En la licencia literaria, ese obituario termina así: “Diego Armando Maradona ha muerto. En el fútbol, solo una vez un hombre fue todos los hombres”.
Diego Maradona en octavos de final de la copa de la UEFA el 23 de noviembre de 1988. Crédito: AFP via Getty Images
El bello romance del 10 y la pelota también quedó reflejado en el texto de Eduardo Sacheri ”Me van a tener que disculpar”, que manifiesta la pasión de los argentinos en carne propia: “Así que señores, lo lamento. Pero no me jodan con que lo mida con la misma vara con la que se supone debo juzgar a los demás mortales. Porque yo le debo esos dos goles a Inglaterra. Y el único modo que tengo de agradecérselo es dejarlo en paz con sus cosas.

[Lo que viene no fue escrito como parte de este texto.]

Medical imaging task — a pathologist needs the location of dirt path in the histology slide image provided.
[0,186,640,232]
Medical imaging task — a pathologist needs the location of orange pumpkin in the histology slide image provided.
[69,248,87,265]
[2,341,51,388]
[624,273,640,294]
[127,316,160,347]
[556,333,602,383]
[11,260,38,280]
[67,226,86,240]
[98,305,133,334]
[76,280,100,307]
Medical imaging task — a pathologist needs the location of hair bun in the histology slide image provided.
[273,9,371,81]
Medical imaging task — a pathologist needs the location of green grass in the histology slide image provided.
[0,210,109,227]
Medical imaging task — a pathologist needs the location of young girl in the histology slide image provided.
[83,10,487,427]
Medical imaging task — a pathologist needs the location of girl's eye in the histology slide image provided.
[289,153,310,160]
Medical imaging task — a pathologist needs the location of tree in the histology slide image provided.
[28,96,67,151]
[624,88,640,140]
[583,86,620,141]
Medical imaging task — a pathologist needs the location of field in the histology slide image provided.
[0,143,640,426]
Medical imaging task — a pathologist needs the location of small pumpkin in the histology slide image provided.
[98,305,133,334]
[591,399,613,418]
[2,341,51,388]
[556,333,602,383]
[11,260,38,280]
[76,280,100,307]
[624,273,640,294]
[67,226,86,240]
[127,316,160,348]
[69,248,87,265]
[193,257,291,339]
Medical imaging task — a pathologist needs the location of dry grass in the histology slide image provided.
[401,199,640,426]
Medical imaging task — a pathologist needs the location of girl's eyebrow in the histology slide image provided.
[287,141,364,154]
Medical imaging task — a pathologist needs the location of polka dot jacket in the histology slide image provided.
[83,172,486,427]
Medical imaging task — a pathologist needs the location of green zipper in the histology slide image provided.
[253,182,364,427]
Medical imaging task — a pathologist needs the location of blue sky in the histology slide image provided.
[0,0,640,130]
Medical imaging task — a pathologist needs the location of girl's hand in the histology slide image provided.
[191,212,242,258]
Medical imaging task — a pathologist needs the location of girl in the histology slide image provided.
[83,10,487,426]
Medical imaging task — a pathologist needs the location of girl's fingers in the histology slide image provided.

Porque ya que el tiempo cometió la estupidez de seguir transcurriendo, ya que optó por acumular un montón de presentes vulgares encima de ese presente perfecto, al menos yo debo tener la honestidad de recordarlo para toda la vida. Yo conservo el deber de la memoria”.
Y si de instantes críticos, indestructibles, «10,6 segundos» el cuento de Hernán Casciari sobre el denominado gol del siglo: “Cierra los ojos. Se deja caer hacia adelante, con el cuerpo inclinado, y se hace silencio en todo el mundo. El jugador sabe que ha dado 44 pasos y 12 toques, todos con la zurda. Sabe que la jugada durará 10 segundos y seis décimas. Entonces piensa que ya es hora de explicarle a todos quién es él, quién ha sido y quién será hasta el final de los tiempos”.
Maradona se escribe con ocho letras. Ocho. La misma cantidad que inmortal.